Australasian Science: Australia's authority on science since 1938

Research Cells Contaminated

By Stephen Luntz

Many researchers are using cell lines that are not what they think they are, potentially leading to seriously erroneous results, according to a paper in Nature that argues it is time the scientific community took action.

Dr Amanda Capes-Davis of the Children’s Medical Research Institute and Chair of the International Cell Line Authentication Committee says that 10–15% of the human cell lines used in research have been contaminated by faster-growing cell lines that have overgrown the original cells. As a result, any samples are likely to be of the contaminant yet scientists continue using them unaware.

Capes-Davis uses the example of the KB oral cancer cell line, which has been contaminated with HeLa cervical cancer cells, the most commonly used cell line in research.
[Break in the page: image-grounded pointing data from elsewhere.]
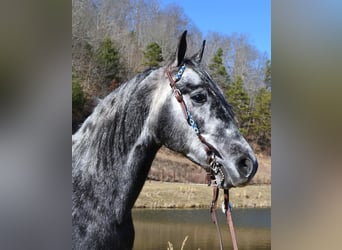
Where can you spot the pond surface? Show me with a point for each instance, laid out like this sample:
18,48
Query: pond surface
154,228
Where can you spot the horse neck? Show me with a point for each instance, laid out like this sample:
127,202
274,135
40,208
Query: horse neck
115,145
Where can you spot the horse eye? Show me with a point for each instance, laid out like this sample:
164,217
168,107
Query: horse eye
199,98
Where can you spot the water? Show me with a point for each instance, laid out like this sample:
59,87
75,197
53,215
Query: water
154,228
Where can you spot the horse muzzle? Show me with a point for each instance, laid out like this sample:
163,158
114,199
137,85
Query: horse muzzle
239,172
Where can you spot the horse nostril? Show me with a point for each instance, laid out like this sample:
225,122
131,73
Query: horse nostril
247,167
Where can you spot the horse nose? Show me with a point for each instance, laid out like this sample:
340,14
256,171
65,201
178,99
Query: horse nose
247,166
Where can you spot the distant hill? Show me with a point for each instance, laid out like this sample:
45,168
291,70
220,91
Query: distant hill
172,167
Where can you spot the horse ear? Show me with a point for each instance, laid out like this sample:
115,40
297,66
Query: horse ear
181,49
198,56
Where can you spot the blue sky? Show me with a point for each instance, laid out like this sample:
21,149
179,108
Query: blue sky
251,17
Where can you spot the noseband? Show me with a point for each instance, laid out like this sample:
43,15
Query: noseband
215,175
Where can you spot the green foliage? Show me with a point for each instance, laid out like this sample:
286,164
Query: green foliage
267,78
238,97
152,55
78,99
218,70
262,118
108,59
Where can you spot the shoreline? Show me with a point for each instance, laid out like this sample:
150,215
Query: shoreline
156,194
Although cultures labelled as KB have been known to be HeLa since 1967, Capes-Davis says roughly 40 papers are published each year based on research using KB cells, most without checking if they have the real thing.

“It’s not getting less common, which is disturbing,” says Capes-Davis. “We’ve known this happens for more than 40 years.” Capes-Davis and fellow authors of the letter argue that billions of dollars of research funding are wasted each year as a result.

The contamination comes from lots of causes, Capes-Davis says, primarily “sharing a bottle of medium in a biohazard cabinet at a point where the original cells are growing slowly and can easily be overgrown”.

However, Capes-Davis thinks the core of the problem is a lack of awareness among scientists. “We’ve created a database of lines that are known to be misidentified, and are trying to create a one-stop shop where people go before they do experiments.

“We’d like it if journals refused to publish papers where identification had not taken place, and there are about dozen journals that have done this,” says Capes-Davis. “We also want grants bodies to make it a requirement of grants.”

Besides databases of unreliable cell lines, Capes-Davis says several test centres worldwide can authenticate cell lines before they are used.